Functional genomics identifies Tis21-dependent mechanisms and putative cancer drug targets underlying medulloblastoma shh-type development

We have recently generated a novel medulloblastoma (MB) mouse model with activation of the Shh pathway and lacking the MB suppressor Tis21 (Patched1+/-/Tis21KO). Its main phenotype is a defect of migration of the cerebellar granule precursor cells (GCPs). By genomic analysis of GCPs in vivo, we identified as drug target and major responsible of this defect the down-regulation of the promigratory chemokine Cxcl3. Consequently, the GCPs remain longer in the cerebellum proliferative area, and the MB frequency is enhanced.

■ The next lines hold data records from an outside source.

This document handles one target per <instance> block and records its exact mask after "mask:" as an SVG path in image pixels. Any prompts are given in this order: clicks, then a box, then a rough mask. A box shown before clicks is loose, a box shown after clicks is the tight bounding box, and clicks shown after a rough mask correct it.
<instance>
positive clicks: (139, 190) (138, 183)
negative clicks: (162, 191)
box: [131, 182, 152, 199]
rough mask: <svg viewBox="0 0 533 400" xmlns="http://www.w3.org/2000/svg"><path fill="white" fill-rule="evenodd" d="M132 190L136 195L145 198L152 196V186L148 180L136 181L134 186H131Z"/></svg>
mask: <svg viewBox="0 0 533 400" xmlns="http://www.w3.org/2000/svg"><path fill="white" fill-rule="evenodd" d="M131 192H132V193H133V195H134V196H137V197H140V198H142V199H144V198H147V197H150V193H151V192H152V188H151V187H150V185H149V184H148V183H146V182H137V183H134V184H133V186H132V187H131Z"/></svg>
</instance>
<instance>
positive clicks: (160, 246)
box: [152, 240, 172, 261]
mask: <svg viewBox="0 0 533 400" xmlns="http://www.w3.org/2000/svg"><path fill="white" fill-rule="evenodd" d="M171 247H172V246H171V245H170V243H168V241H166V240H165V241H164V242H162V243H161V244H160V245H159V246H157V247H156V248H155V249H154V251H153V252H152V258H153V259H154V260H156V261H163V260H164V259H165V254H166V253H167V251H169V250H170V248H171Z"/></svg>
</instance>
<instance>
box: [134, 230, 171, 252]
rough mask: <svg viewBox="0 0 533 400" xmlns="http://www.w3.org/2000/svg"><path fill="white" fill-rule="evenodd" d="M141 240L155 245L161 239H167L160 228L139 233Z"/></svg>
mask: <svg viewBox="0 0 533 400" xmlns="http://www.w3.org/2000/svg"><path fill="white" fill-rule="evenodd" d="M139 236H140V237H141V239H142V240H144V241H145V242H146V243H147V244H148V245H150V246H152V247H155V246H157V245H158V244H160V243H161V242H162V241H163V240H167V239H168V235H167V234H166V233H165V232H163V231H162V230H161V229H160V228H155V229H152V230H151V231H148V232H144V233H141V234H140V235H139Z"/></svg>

Here, we further analyzed the genes deregulated in a Tis21-dependent manner (Patched1+/-/Tis21 wild-type vs. Ptch1+/-/Tis21 knockout), among which are a number of down-regulated tumor inhibitors and up-regulated tumor facilitators, focusing on pathways potentially involved in the tumorigenesis and on putative new drug targets. The data analysis using bioinformatic tools revealed: (i) a link between the Shh signaling and the Tis21-dependent impairment of the GCPs migration, through a Shh-dependent deregulation of the clathrin-mediated chemotaxis operating in the primary cilium through the Cxcl3-Cxcr2 axis; (ii) a possible lineage shift of Shh-type GCPs toward retinal precursor phenotype, i.e., the neural cell type involved in group 3 MB; (iii) the identification of a subset of putative drug targets for MB, involved, among the others, in the regulation of Hippo signaling and centrosome assembly. Finally, our findings define also the role of Tis21 in the regulation of gene expression, through epigenetic and RNA processing mechanisms, influencing the fate of the GCPs.